Cuba’s Raul Castro discussed nukes with North Korean Foreign Minister Ri Yong-Ho

nsnbc : Cuban President Raul Castro met with North Korean Foreign Minister Ri Yong-ho in Friday at the U.N. Plaza Hotel in New York, on September 25. Cuba, a traditional North Korean ally, is opposed to nuclear weapons while Pyongyang feels the need to defy international sanctions and develop nuclear energy and defensive nuclear capabilities.

Raul Castro_Cuba_2017_(archives)The meeting between Castro and Ri prompted hopes that Cuba may help deescalate tensions between Washington and Pyongyang. The Democratic People’s Republic of Korea (DPRK) is facing unprecedented pressure from the United States and the so-called “international community”.

Ironically this “international community” includes all five permanent UN Security Council members who all have nuclear weapons arsenals sufficient to cause a global disaster and blackmail the rest of the world. Cuba has maintained close diplomatic ties with North Korea since 1960, but is opposed to nuclear weapons.

Cuban State television reported on the meeting between Castro and Ri in absolutely ambiguous terms typical for State media, stating ‘In the brotherly encounter, both sides commented on the historic friendship between the two nations and talked about international topics of mutual interest.’

Canadian Prime Minister Justin Trudeau said Thursday that he had discussed with Castro last year the possibility of working together to defuse global tensions with North Korea. ‘Can we pass along messages through surprising conduits?’ Trudeau asked in a QandA session after a speech. ‘It was a topic of conversation when I met President Raul Castro last year. These are the kinds of things where Canada can, I think, play a role that the United States has chosen not to play, this past year.’

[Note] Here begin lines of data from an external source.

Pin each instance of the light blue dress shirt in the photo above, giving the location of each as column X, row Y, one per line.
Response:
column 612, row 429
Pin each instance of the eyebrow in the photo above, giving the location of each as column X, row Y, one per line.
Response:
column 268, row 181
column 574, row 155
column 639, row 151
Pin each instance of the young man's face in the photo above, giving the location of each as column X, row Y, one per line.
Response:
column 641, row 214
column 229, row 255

Canada had an interest in seeking solutions, not just because of regional security but also because the flight path of possible North Korean missiles would cross its territory, Trudeau said.

North Korea is working on developing nuclear-tipped missiles capable of hitting the U.S. mainland, aiming to achieve what Ri has called ‘a real balance of power with the United States.’ It should be noted that the DPRK only resumed construction of nuclear power plants and the development of nuclear-capable missiles after the USA failed to adhere to its promise to build nuclear power plants in North Korea.

Ri met his Cuban counterpart, Bruno Rodriguez, this week, and the ministers denounced U.S. ‘unilateral and arbitrary lists and designations’ that led to ‘coercive measures contrary to international law,’ according to Cuba’s foreign ministry. The ministers called for ‘respect for peoples’ sovereignty’ and the ‘peaceful settlement of disputes,’ according to a ministry statement.

President Donald Trump has increased pressure on Cuba since taking office, rolling back a detente begun by his predecessor, Barack Obama, and returning to the hostile rhetoric of the Cold War.

North Korea and Cuba are the last countries in the world to maintain Soviet-style command economies, though under Raul Castro, the Caribbean nation has taken small steps toward the more market-oriented communism of China and Vietnam.

Raul took over the presidency in 2008 from revolutionary leader Fidel Castro, his older brother, who died November 25, 2016. Cuba is marking the anniversary on Saturday with vigils and concerts. Cuba maintains an embassy in North Korea but trades mostly with South Korea. Last year, trade with the latter was $67 million and just $9 million with the North, the government said.